À la faveur de la chute de la dynastie Tang en 907, les Vietnamiens saisissent l’occasion de l’affaiblissement des Chinois pour se soulever. C’est la fameuse bataille navale de Bach Dang en 939, remporté par le général Ngo Quyen, qui leur permet d’acquérir leur indépendance.
La stabilisation complète du pays sera l’œuvre de la dynastie des Ly (1010-1225) qui réussit à garder la cohésion interne du pays et à maintenir son indépendance face à la nouvelle dynastie régnant alors en Chine, les Song. En 1054, le roi Ly Thanh Tong renomme le pays « Dai Viet » (le Grand Viet). Ce nom va rester jusqu’au début du XIXe siècle. Il survivra même à une courte période domination chinoise Ming au début du XVe siècle.
Le XVIIIe siècle est une période de guerre civile, les empereurs de la dynastie Lê n’ont plus qu’un pouvoir symbolique et le pays est divisé en deux factions rivales qui se disputent le pays : au Nord les Trinh et au Sud, les Nguyen.
En 1802, ce sont les Nguyen qui sortent victorieux de cet affrontement, ils exercent dès lors le pouvoir du Nord au Sud du territoire. L’empereur Gia Long cherche un nouveau nom pour son pays, un nom qui représente l’idée que se fait la nouvelle dynastie de ce territoire réunifié, encore plus grand que celui des dynasties précédentes. L’empereur Gia Long envoie un ambassadeur auprès de son suzerain l’empereur de Chine pour lui demander d’approuver le nouveau nom :
« Notre cour possède non seulement les terres de l’An Nam (le nord du pays, c’est le nom que les Chinois utilisaient toujours pour désigner le pays des Viet) mais aussi les territoires des Viet Thuong (le sud du pays jusqu’au delta du Mékong que les Nguyen avaient conquis au XVIIIe siècle). Il ne peut pas être comparé aux territoires des Trân et des Lê. Le nom national devrait être changé d’An Nam en Nam Viet (le « Nam » de An Nam associée au « Viet » de Viet Thuong). »

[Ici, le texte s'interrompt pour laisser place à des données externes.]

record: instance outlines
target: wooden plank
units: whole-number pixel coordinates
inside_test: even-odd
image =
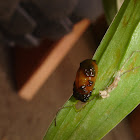
[[[15,73],[20,97],[26,100],[33,98],[89,24],[87,19],[80,21],[71,33],[56,43],[44,41],[34,50],[15,51]]]

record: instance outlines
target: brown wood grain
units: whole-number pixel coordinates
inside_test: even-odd
[[[58,42],[44,40],[37,48],[16,48],[15,73],[18,94],[22,98],[33,98],[89,24],[87,19],[80,21]]]

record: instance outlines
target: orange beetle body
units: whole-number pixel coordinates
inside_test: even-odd
[[[86,59],[80,63],[73,85],[73,96],[86,102],[94,89],[98,66],[95,60]]]

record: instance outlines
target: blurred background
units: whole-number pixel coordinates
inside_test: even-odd
[[[72,95],[80,62],[92,58],[121,4],[0,1],[0,140],[43,138]],[[103,140],[139,140],[139,112],[138,107]]]

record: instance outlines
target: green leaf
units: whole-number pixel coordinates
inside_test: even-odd
[[[107,23],[110,25],[117,13],[117,0],[102,0],[102,2]]]
[[[93,59],[98,64],[95,98],[80,111],[64,108],[49,127],[44,140],[99,140],[140,103],[140,68],[124,74],[110,97],[98,95],[113,81],[133,51],[140,50],[140,0],[125,0],[104,36]],[[134,53],[123,71],[140,66],[140,53]],[[76,104],[71,97],[64,106]]]

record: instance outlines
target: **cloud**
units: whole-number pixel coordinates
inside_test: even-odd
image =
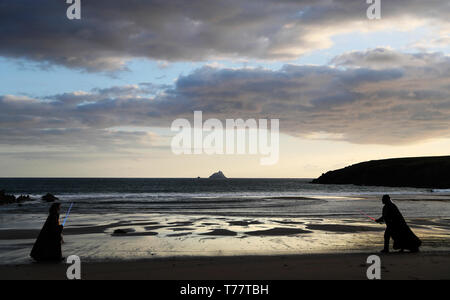
[[[0,56],[87,71],[123,70],[133,58],[287,61],[330,47],[340,33],[448,28],[450,14],[445,0],[384,1],[377,22],[360,0],[92,0],[76,21],[67,7],[2,2]]]
[[[33,99],[0,96],[0,143],[140,144],[139,132],[176,118],[278,118],[292,136],[403,144],[450,136],[450,58],[389,49],[352,52],[338,67],[202,67],[173,86],[115,86]],[[41,141],[41,142],[40,142]],[[127,142],[129,141],[129,142]],[[136,146],[138,147],[138,146]]]

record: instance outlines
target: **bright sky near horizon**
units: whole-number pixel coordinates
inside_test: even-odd
[[[317,177],[448,155],[448,1],[0,5],[0,177]],[[277,118],[280,159],[175,155],[170,124]]]

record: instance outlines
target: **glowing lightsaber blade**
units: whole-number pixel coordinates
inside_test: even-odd
[[[362,210],[359,211],[362,215],[370,218],[372,221],[374,221],[375,223],[377,223],[377,220],[375,218],[372,218],[371,216],[369,216],[368,214],[366,214],[365,212],[363,212]]]
[[[69,217],[70,210],[72,209],[73,202],[70,203],[69,209],[67,210],[66,217],[64,218],[63,226],[66,224],[67,218]]]

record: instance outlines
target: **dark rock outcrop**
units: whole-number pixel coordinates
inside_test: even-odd
[[[450,156],[373,160],[329,171],[312,183],[450,188]]]
[[[50,193],[45,194],[44,196],[41,197],[41,199],[42,199],[42,201],[45,201],[45,202],[55,202],[55,201],[59,200],[58,197],[55,197],[54,195],[52,195]]]
[[[1,204],[11,204],[16,202],[16,196],[8,195],[4,190],[0,191],[0,205]]]
[[[222,171],[219,171],[209,176],[209,179],[227,179],[227,177],[222,173]]]

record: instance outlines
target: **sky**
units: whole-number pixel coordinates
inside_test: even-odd
[[[314,178],[448,155],[450,5],[0,0],[0,177]],[[174,120],[278,119],[279,160],[176,155]]]

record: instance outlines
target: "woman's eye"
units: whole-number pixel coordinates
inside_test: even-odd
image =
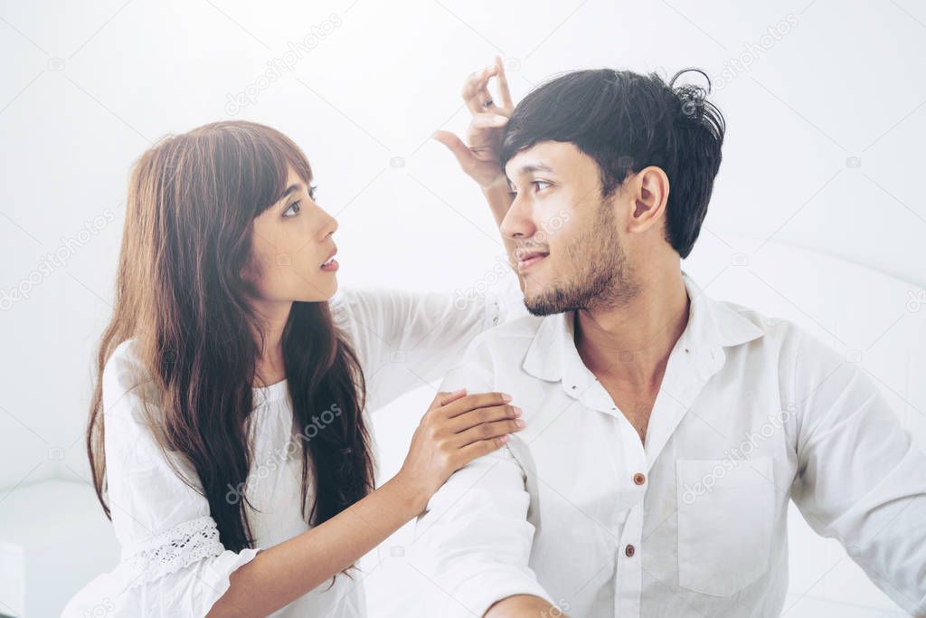
[[[299,202],[293,202],[283,210],[283,217],[295,217],[299,214]]]

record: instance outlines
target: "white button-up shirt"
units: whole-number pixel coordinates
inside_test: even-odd
[[[416,524],[413,564],[482,616],[532,594],[574,618],[776,616],[787,508],[926,615],[926,456],[867,376],[793,323],[704,296],[645,446],[585,367],[574,313],[480,335],[441,385],[510,393],[527,427],[456,473]]]

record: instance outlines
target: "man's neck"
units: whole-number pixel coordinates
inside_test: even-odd
[[[680,270],[644,275],[625,305],[576,312],[576,349],[589,371],[641,390],[658,387],[669,355],[688,324]]]

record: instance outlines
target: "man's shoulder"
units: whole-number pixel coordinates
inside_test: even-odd
[[[512,346],[519,342],[530,345],[537,334],[537,330],[549,316],[525,315],[481,333],[472,342],[473,346]]]
[[[797,360],[798,356],[805,361],[813,362],[830,363],[843,359],[840,352],[793,320],[768,315],[731,301],[715,302],[761,331],[762,336],[757,339],[757,349],[774,347],[780,356],[791,361]]]

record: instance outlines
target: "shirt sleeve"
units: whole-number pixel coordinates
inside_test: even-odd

L’empereur de Chine refuse le nom Nam Viet car il fait penser au royaume qui s’était émancipé de la chine au 2e siècle avant J.-C. Afin de régler le problème, on inverse les mots et le pays prend officiellement le nom de Viet Nam.
À la fin du XIXe siècle, après la fin de la conquête militaire du Vietnam, l’administration coloniale française divise le territoire en trois. Le pays se retrouve à nouveau morcelé, en deux protectorats (le Tonkin au nord, l’Annam au centre) et une colonie (la Cochinchine au sud). Les Français utilisent alors le nom « Annam » (qui désigne déjà le Centre) pour nommer le pays dans son ensemble.
Mais c’est le nom « Viet Nam », pour son symbole d’indépendance et d’unité territoriale, que les patriotes vietnamiens vont tenter d’imposer à nouveau dès le début du XXe siècle.
C’est notamment le cas de Phan Boi Chau (1867-1940), un des plus célèbre patriote révolutionnaire vietnamien de la génération d’avant Ho Chi Minh, qui utilise le mot dans son livre de 1906 « Histoire de la perte du Viet Nam ». Et après l’insurrection de Yen Bay en février 1930, treize patriotes vietnamiens sont seront guillotinés le 17 juin 1930. Avant leur exécution, les condamnés crient plusieurs fois le mot « Viet Nam ! ».
Le terme va donc s’imposer peu à peu et, au début des années 1940, il est déjà largement diffusé. Ho Chi Minh fonde d’ailleurs en 1941 le Viet Minh (forme abrégé de « Ligue pour l'indépendance du Viêt Nam »).
Le nom Vietnam redevient officiel en 1945 quand le 2 septembre, à Hanoi, Hô Chi Minh proclame l'indépendance de la République démocratique du Viêt Nam.